Un estudio plantea la hipótesis de una conversión agroecológica completa en Inglaterra y Gales
Redacción-. El Centro Británico para la Estrategia Agrícola acaba de publicar el informe “Inglaterra y Gales se convierten a la agricultura ecológica: ¿Cuánto podríamos producir?”. El estudio, llevado a cabo por la Universidad de Reading bajo petición de la Soil Association, pretendía investigar el posible impacto de una conversión completa a la agricultura ecológica en el subministro interno de alimentos. El estudio concluye que dicha conversión podría redundar en una mejora de la dieta, haciéndola mucho más saludable.
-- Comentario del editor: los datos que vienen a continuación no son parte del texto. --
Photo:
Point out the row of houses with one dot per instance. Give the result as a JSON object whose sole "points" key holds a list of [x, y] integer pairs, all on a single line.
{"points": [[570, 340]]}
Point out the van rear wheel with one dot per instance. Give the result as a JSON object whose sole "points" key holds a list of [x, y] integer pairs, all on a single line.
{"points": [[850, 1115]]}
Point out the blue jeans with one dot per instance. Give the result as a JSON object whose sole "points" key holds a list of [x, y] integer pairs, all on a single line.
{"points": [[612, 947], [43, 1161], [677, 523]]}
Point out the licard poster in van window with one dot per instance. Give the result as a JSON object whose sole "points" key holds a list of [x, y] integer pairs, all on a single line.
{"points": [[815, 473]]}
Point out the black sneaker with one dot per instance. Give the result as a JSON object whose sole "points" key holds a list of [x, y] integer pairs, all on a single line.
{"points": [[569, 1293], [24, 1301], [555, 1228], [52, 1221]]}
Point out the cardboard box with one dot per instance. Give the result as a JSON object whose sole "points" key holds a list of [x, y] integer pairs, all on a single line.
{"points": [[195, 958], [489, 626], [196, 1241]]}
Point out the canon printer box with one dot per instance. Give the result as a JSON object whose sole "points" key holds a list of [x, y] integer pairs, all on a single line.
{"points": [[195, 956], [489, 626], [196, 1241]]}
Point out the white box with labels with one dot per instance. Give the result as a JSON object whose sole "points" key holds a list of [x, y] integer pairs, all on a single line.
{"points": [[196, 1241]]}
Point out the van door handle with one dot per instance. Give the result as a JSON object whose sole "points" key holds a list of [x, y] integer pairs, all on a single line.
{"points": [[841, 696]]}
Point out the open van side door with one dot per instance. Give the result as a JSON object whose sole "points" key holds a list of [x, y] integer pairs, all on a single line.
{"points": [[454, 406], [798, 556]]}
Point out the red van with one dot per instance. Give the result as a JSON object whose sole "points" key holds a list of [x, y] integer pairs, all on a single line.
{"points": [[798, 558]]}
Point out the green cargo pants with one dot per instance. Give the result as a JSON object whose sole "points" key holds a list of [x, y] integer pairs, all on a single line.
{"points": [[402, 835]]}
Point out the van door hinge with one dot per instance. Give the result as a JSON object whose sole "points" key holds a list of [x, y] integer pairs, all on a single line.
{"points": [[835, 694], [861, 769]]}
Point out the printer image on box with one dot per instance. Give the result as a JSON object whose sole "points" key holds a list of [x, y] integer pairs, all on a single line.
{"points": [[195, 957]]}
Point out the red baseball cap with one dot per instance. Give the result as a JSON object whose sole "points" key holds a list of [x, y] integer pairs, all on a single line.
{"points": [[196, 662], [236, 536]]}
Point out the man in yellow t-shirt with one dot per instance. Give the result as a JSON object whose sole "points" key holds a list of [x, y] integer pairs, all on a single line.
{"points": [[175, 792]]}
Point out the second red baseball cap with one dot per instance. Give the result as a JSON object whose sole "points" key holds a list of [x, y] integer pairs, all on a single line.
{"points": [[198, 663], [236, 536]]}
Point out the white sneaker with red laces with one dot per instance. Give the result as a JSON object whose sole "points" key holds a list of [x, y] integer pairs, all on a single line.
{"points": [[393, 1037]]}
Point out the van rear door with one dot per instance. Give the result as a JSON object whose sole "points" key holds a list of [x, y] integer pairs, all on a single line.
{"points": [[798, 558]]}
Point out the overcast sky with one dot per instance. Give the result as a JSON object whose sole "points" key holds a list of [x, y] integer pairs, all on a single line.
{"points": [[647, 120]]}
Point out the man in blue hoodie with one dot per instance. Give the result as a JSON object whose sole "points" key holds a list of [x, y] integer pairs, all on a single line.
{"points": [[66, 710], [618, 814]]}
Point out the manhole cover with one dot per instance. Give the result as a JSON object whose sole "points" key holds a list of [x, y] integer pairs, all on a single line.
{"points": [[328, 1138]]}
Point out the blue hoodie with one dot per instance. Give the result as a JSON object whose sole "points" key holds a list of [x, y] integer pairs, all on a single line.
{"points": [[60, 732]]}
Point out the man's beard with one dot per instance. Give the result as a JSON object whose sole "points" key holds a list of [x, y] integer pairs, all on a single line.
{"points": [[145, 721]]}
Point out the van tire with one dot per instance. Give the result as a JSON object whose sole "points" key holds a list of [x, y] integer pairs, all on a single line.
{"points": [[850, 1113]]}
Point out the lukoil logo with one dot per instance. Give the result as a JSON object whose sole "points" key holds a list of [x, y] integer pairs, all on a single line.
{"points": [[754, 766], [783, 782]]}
Según afirma Peter Melchett, director de estrategia de la Soil Association: “si queremos seguir comiendo enormes cantidades de pollo, cerdo y productos lácteos baratos, así como otros alimentos que se producen en masa, la agricultura ecológica ciertamente no estará a la altura. Pero esta dieta va a tener unas consecuencias tremendas para la salud de la humanidad y va a acarrearnos enormes costes humanos, económicos y medioambientales”.
Entre otras conclusiones, los investigadores de la Universidad de Reading, Philip Jones y Richard Crane, afirman que la producción de pollo, huevos y carne de cerdo se limitaría a aproximadamente un cuarto de los niveles actuales, debido a la abolición de los sistemas de producción intensiva en la agricultura ecológica.
Esto liberaría más grano para el consumo humano, aunque las cosechas de trigo y cebada disminuirían en un 30%. Sería necesario restablecer el antiguo sistema de ganadería y reabrir las antiguas granjas que se han perdido en todo el país para que la producción de lácteos no disminuyera en un 30-40%.
Otros beneficios serían la reducción de emisiones de gases de efecto invernadero y de la contaminación del agua, una disminución del uso intensivo de energía y fertilizantes, más naturaleza y un aumento masivo del empleo rural, con la creación de un 73% más de puestos de trabajos en el campo.
El informe, que pretende ser una “previsión con fundamento”, se basa en datos reales tomados de 176 granjas en todo el territorio de Inglaterra y Gales, clasificadas como ecológicas en función de si su superficie de cultivo cuenta con un mínimo de 70% de cultivo ecológico o en conversión.